セシウム牛問題・・・食品汚染を考える2011/07/16 17:33

福島と言えば赤ベコ
 国はこれまで、「市場に流通している食品はすべて安全です」と言っていました。以前、私が農水省に電話して聞いた時も、担当者からはそう言われました。実際どれだけの人がそれを信じていたかは別にして、国と各自治体はずっとそう言っていました。
 「安全だから流通販売される」のではなく、「流通販売されているから安全」なのだと、いつのまにか論理がひっくり返っていました。原発と同じです。国が守ろうとしているのは「命や健康」よりも「経済」の方だからです。だから、最大の問題は「風評」でした。しかし、今回のことで国は自ら墓穴を掘ることになりました。

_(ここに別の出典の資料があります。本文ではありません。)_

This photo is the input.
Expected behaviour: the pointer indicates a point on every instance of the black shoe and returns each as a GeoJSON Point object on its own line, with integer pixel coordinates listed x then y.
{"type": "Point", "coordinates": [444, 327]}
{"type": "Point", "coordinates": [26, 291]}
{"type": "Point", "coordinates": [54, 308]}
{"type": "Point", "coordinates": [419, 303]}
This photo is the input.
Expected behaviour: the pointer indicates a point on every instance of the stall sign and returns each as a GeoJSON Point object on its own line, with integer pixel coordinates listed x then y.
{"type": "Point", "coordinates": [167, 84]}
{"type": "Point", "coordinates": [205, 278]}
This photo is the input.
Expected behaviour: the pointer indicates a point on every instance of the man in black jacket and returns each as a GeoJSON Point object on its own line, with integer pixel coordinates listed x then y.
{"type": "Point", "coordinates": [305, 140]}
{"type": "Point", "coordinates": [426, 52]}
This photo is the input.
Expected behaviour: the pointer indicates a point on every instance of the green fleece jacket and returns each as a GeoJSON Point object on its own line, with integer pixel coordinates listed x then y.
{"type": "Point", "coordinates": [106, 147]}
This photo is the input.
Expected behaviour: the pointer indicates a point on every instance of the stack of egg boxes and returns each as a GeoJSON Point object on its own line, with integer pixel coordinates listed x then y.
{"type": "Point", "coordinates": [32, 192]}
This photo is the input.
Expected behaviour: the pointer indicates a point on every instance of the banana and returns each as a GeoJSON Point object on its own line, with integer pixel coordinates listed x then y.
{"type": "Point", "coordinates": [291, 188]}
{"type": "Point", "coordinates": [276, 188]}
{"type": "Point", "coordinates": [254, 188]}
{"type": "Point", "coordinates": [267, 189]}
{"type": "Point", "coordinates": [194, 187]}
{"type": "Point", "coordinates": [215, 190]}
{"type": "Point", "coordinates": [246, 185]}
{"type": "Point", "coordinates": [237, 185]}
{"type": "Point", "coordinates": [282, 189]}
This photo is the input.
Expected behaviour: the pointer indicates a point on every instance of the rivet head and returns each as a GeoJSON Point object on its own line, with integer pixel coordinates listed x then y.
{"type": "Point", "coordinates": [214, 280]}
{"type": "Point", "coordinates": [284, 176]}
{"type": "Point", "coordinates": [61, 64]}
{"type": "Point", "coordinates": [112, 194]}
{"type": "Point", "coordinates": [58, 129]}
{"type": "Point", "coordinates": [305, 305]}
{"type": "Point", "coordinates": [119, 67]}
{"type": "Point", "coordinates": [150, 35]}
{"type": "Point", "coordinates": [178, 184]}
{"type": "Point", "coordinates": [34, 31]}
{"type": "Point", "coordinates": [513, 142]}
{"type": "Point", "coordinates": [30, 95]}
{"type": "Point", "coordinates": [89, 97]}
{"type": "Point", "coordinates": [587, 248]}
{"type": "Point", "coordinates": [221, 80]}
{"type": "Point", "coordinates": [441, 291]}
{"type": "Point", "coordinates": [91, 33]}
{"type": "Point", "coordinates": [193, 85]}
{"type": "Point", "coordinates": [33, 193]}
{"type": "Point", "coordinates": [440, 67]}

 汚染地域産の食品については、全品検査をすべきです。規制値以下でも結果を表示して販売すべきです。早急に予算と人員をそろえて全品検査体制を構築することは極めて重要です。牛の全頭検査は無理などと努力もせずに言っていますが、BSEに関しては全頭検査を行っています。結局は、それによってしか、消費者の安心を得ることはできません。すでに、学校給食への使用自粛など、買い控えは一気に広がっています。消費者としては「安全確認ができないものは安全でない」という判断するしかないからです。
 またまた、ニュースには専門家が登場して「一回や二回食べても問題なし」、「1年間毎日1キロ食べ続けても安全」とか、言っています。これは問題の本質を理解していないか、そらしています。個人レベルにおいても、内部被曝によるリスクは食べた量に比例して増えます。たとえそれがほんのわずかであっても。しかし、もっと大きな問題は、たとえ少しずつでもたくさんの人が食べることによって社会全体の公衆被曝線量が増えるということです。食べられた量だけ社会全体のリスクが増大するのです。将来、統計的に確認された時では遅過ぎます。
 放射能に関する専門知識も放射線の測定器も何も持たない農家に責任を負わすことはできません。今回の問題を、「汚染稲わら」という特殊なケースで一件落着させ、本当の犯人探しをうやむやにさせてはいけません。